OSA-associated intermittent hypoxia may promote the induction of the nine hallmarks of aging: genomic instability, telomere shortening, epigenetic alterations, loss of proteostasis, deregulated nutrient sensing, mitochondrial dysfunction, cellular senescence, stem cell exhaustion, and altered intercellular communication. These changes accelerate aging and aging-related diseases, such as cancer

Because aging is one of the risk factors for cancers and most hallmarks of aging have been shown to accelerate tumorigenesis, resulting in cancers, OSA is also postulated influence tumorigenesis and carcinogenesis[135,137]. Tumor physiology, animal and epidemiological human studies reveal a strong relationship between OSA and cancer. However, because current data relating OSA to neoplastic diseases remain scarce, more research on the impact of OSA on cancer-related aspects are needed.

Summary

Due to its crucial role in metabolism and survival, hypoxia has attracted the interest of many researchers. Hypoxia-inducible factors (HIFs) form an efficient and rapid oxygen sensing system, and effectively control the hypoxic responses, which induce the expression of several adaptive genes to increase the oxygen supply and support anaerobic ATP generation in eukaryotic cells. Aging-associated cumulative damages and degenerative changes lead to dysfunction and failure at the cellular and tissue levels, ultimately resulting in disorders of whole body function. Hypoxia potentially contributes to functional decline during the aging process. We must improve our understanding of the molecular and cellular responses to hypoxia to reduce the hypoxia-induced damage and senescence induction.

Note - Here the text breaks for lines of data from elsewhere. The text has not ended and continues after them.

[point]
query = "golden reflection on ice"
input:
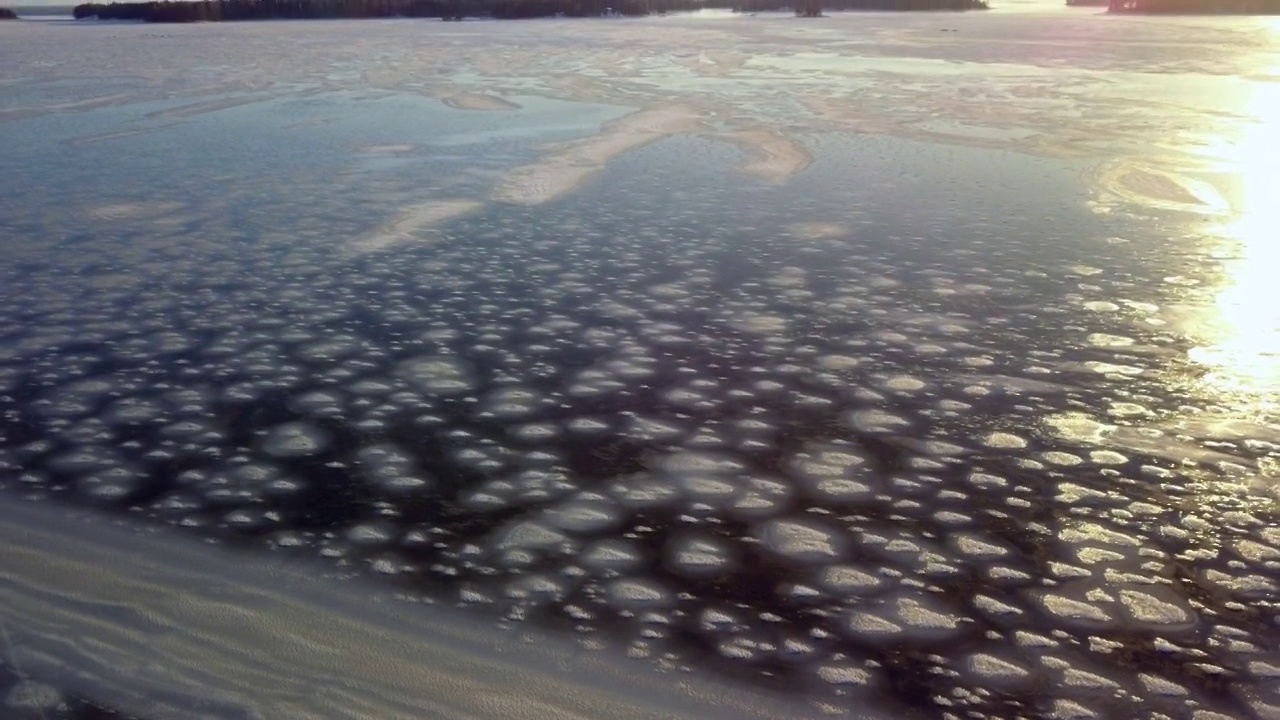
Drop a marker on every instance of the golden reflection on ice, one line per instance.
(1243, 354)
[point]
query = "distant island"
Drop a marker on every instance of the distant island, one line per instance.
(215, 10)
(1197, 7)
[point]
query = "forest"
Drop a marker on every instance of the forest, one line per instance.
(214, 10)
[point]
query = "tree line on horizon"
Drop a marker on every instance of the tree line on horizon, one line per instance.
(215, 10)
(1197, 7)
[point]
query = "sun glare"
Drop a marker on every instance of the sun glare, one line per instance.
(1244, 356)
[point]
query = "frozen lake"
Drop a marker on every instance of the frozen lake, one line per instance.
(876, 365)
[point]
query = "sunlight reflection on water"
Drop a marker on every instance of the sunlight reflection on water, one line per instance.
(1244, 324)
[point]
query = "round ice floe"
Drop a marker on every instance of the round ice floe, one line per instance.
(1157, 607)
(801, 541)
(612, 556)
(835, 474)
(644, 491)
(638, 595)
(373, 533)
(588, 513)
(512, 402)
(698, 556)
(905, 618)
(438, 374)
(846, 580)
(296, 440)
(978, 547)
(536, 589)
(1075, 611)
(699, 463)
(391, 469)
(529, 534)
(112, 483)
(993, 671)
(878, 422)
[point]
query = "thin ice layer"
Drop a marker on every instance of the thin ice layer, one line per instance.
(167, 628)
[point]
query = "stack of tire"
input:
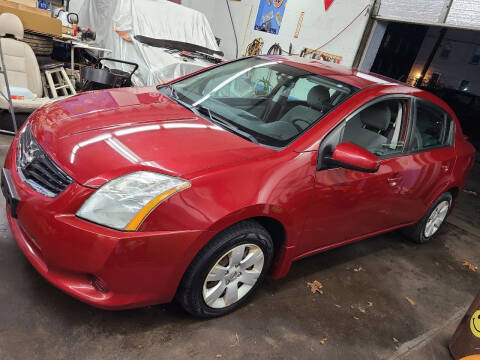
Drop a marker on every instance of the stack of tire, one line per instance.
(40, 44)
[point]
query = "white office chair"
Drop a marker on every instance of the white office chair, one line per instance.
(19, 64)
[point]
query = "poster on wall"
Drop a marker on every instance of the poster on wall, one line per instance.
(270, 15)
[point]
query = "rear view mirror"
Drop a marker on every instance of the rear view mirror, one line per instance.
(351, 156)
(262, 88)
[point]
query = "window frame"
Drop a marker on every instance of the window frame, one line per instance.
(338, 130)
(450, 122)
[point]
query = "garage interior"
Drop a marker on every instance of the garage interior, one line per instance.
(380, 298)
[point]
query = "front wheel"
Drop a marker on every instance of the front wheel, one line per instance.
(227, 271)
(428, 227)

HIF pathways cross-talk with sirtuins, AMPK, and mTORC1-ULK1 pathways, which are involved in the mechanisms regulating inflammation, mitochondrial biogenesis, cellular senescence, and organismal aging. The putative molecular mechanisms underlying the effects of hypoxia, including HIF-1α, AMPK, sirtuins, and mTORC1, are discussed in this manuscript. The levels of these proteins are controlled by both hypoxia and aging; the level of SIRT1 is decreased at both transcriptional and posttranscriptional levels during aging, which attenuates mitochondrial biogenesis and causes aging-related diseases. The activity of SIRT1 is also regulated by an aging-associated reduction of the nuclear energy state and NAD+ levels, resulting in diminished levels of the pVHL protein and stabilization of HIF-1α. Conversely, overexpression of SIRT1 promotes mitochondrial biogenesis and the subsequent activation of HIF-1α and PGC-1α. The upregulation of SIRT1 may prevent premature cellular senescence and the pathogenesis of many aging-related chronic diseases.

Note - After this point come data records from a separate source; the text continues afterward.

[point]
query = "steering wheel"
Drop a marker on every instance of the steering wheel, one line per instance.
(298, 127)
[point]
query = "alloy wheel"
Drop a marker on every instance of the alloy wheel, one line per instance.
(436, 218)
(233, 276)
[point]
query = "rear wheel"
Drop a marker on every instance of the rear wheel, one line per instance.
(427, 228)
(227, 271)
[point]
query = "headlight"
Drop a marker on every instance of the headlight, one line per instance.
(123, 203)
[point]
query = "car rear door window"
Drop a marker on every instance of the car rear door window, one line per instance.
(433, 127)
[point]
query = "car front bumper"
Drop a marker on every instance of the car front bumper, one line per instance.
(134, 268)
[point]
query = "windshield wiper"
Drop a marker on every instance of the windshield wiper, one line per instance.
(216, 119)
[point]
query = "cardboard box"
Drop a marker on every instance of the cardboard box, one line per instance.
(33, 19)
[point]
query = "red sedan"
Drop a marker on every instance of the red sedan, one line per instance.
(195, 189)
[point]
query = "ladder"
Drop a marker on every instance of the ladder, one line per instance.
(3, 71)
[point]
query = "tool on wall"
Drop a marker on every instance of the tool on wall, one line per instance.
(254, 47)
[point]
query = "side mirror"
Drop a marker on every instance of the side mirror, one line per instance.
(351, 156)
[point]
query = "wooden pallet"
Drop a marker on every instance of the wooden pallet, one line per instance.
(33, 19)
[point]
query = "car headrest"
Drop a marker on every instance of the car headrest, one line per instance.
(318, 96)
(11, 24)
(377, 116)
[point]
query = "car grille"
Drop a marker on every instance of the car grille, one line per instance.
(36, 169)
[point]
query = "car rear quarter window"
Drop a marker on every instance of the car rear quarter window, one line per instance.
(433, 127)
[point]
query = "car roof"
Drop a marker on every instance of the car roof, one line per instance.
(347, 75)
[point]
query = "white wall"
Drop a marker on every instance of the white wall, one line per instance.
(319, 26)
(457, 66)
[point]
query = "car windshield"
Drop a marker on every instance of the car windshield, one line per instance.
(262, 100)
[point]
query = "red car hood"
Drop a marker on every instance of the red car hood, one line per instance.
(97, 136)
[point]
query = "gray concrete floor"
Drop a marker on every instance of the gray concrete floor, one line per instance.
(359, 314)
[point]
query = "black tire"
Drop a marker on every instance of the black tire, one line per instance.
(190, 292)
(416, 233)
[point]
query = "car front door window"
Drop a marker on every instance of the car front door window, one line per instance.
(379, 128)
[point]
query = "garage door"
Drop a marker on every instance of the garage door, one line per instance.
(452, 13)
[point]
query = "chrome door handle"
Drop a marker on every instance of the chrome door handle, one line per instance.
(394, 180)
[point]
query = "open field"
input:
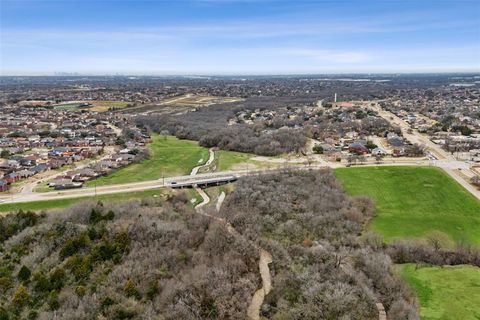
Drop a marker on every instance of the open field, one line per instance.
(102, 106)
(445, 292)
(168, 155)
(181, 104)
(63, 203)
(414, 201)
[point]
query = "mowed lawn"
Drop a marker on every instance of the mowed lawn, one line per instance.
(63, 203)
(168, 156)
(414, 201)
(445, 292)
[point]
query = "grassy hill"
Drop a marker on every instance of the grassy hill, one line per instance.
(168, 154)
(415, 201)
(445, 292)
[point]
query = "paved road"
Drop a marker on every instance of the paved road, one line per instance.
(458, 170)
(155, 184)
(29, 187)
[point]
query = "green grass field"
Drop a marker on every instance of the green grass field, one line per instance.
(168, 154)
(445, 293)
(63, 203)
(414, 201)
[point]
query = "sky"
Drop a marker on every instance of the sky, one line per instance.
(148, 37)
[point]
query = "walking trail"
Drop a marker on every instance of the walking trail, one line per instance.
(253, 311)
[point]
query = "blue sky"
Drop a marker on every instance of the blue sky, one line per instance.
(238, 37)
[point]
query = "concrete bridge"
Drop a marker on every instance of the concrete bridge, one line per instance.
(200, 180)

AMPK is an important regulator of energy metabolism, stress resistance, and cellular proteostasis. AMPK also links energetics to longevity and its activation extends the lifespan. The activation capacity of AMPK signaling decreases with aging, which impairs the maintenance of efficient cellular homeostasis and accelerates the aging process. Similar to SIRT1, activated AMPK modulates mitochondrial biogenesis via PGC-1α. A deficiency in mitochondrial biogenesis is reversed by the activation of the AMPK-SIRT1-PGC-1α pathway. Hypoxia activates AMPK directly by increasing the AMP:ATP ratio or indirectly via SIRT1 activation. LKB1 is the protein activated by SIRT1, which promotes the phosphorylation and activation of the catalytic α-subunit of AMPK.

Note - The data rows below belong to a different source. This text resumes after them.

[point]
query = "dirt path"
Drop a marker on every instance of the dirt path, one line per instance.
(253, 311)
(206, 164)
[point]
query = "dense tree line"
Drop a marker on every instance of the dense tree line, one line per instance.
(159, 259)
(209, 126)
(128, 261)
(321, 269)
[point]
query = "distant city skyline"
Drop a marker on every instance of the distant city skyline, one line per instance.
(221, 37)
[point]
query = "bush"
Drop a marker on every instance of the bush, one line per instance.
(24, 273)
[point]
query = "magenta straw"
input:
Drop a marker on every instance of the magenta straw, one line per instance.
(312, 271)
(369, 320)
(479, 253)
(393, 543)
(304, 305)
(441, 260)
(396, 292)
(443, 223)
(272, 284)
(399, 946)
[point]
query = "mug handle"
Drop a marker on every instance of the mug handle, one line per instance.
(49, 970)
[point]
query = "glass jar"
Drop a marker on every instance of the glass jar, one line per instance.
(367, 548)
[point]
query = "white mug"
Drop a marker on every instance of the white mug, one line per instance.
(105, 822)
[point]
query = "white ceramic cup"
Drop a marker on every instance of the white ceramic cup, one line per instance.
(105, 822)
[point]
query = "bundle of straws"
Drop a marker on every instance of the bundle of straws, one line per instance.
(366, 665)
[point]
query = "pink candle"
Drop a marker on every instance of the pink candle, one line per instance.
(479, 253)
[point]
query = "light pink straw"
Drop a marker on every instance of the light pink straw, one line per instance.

Hypoxia contributes to cellular aging and the functional decline observed during the aging process. Prenatal hypoxia during the critical periods of brain development could manifest as early aging, mental retardation, and cognitive deficits in postnatal life. OSA-associated intermittent hypoxia may also accelerate cellular aging and aging-related diseases by prompting the induction of the nine hallmarks of aging: genomic instability, telomere shortening, epigenetic alterations, loss of proteostasis, deregulated nutrient sensing, mitochondrial dysfunction, cellular senescence, stem cell exhaustion, and altered cellular communication.